The first few times it was a compendium of bitter, cynical comment on writing for the science fiction field. Then there was a lighthearted rollicking essay on Life in Our Times, but by the time I had hit the thirty-six ball-less wonders who watched Catherine Genovese get knifed to death in New York, my rollick was a bit strained. So I attempted a more serious assaying of the contemporary scene. It touched on such matters as the afternoon I was called a Communist by the bag-boy in the Thriftimart because I objected to the Goldwater pamphlets at point-of-sale; the impertinence and nosiness of credit checks for job applications or credit cards; the shocking bastardization of news media and lack of responsibility thereof; the fetish for style and luxury, not safety, in new cars.…

Oh, I went the route.

And when I was done, it took three close friends to keep me from dashing into the bathroom and opening an important vein with the new beep-beep Krona edge.

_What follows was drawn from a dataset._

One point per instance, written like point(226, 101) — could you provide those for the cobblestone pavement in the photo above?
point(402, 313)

So I tried a sixth attempt. A personal statement about how crummy it was writing for television, and seeing your best work masticated and grab-assed and garbaged-out by no-talents afraid of their shadows. But that was only a repeat of a speech I made at the World SF Convention last Labor Day, and my attorney warned me if I put it into print (instead of playing it via tape at parties), I’d be sued for roughly eleven million beans. So there was a seventh attempt, in which I commented sagely on the stories in this book.

But let’s face it, friends, this book simply ain’t gonna change the course of Western Civilization, and Orville Prescott is too busy simpering over Updike to find time for a paperback novelist, so what the hell.

So there is no introduction to this book.

There are some pretty fair science fiction and fantasy stories here, and one or two I particularly like because they say something more than The Mutants Is Coming; if Bensen can wangle the space away from Pyramid’s advertising department to cut the latest notification of a Taylor Caldwell or Louis Nizer offering, there may or may not be a photo of me on the back of the book (should you happen to be the sort of good-looking broad who digs writing to weary authors, but need to know they aren’t hunchbacked lepers before committing yourself); there is a nice cover; and a fair-traded price.